Ben has divided the book into six roughly equal chunks. You’ll get the most out of the club if you read these sections by these dates:
- Week 1 (September 23, 2013): Chapters 1-6
- Week 2 (September 30, 2013): Chapters 7-8
- Week 3 (October 7, 2013): Chapters 9-10
- Week 4 (October 14, 2013): Chapters 11-12
- Week 5 (October 21, 2013): Chapters 13-14
- Week 6 (October 28, 2013): Chapter 15
For our discussion, we’re going to use a special section in the Overthinking It Forums. Friday before each section begins, we’ll open up a forum for the coming week with some study questions to get our discussion started. As you read over the weekend, you can answer our questions in the week’s forum, start your own discussion topics there, and chime in on discussions that others have started. Everything up to and including the week’s reading is fair game for discussion—but if you’ve read the book, no spoilers for what is to come! (Maybe we’ll open up a special forum for those.)
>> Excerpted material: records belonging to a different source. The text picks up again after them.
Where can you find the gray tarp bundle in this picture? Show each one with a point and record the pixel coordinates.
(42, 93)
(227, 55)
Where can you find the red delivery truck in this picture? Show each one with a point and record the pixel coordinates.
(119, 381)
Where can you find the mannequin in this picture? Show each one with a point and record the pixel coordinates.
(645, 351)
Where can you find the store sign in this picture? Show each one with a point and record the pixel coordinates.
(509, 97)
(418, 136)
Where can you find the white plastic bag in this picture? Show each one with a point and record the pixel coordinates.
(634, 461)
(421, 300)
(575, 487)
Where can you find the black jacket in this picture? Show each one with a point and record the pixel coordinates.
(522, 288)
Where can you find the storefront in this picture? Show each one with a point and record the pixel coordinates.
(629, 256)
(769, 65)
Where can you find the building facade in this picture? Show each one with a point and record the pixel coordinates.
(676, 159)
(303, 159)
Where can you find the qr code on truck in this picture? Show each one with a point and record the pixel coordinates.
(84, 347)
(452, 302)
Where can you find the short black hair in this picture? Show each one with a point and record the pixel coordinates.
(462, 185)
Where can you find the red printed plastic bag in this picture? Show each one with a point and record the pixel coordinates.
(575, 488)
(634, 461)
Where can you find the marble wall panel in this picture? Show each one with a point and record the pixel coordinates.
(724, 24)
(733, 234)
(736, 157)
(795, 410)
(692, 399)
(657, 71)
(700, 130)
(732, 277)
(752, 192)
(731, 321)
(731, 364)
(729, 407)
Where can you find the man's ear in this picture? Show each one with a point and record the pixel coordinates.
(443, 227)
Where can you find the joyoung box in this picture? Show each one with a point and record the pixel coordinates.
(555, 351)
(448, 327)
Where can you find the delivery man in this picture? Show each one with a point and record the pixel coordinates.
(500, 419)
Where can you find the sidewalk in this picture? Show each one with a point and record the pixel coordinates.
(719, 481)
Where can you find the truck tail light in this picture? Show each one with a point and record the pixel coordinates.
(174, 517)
Sometime mid-week, we’ll release a podcast where Ben, Matt, and other Overthinking It writers. We’ll talk over the week’s reading, address some of the study questions, and highlight our favorite discussions from the forums.
This is the inaugural effort for the book club, so we’re open to suggestions. Google Hangout videos? Guest commentators? Research and background on the author? We’re up for anything — and not just anything within reason. I mean, this is Overthinking It, and we’re gonna start subjecting some literature to a level of scrutiny… it probably doesn’t deserve.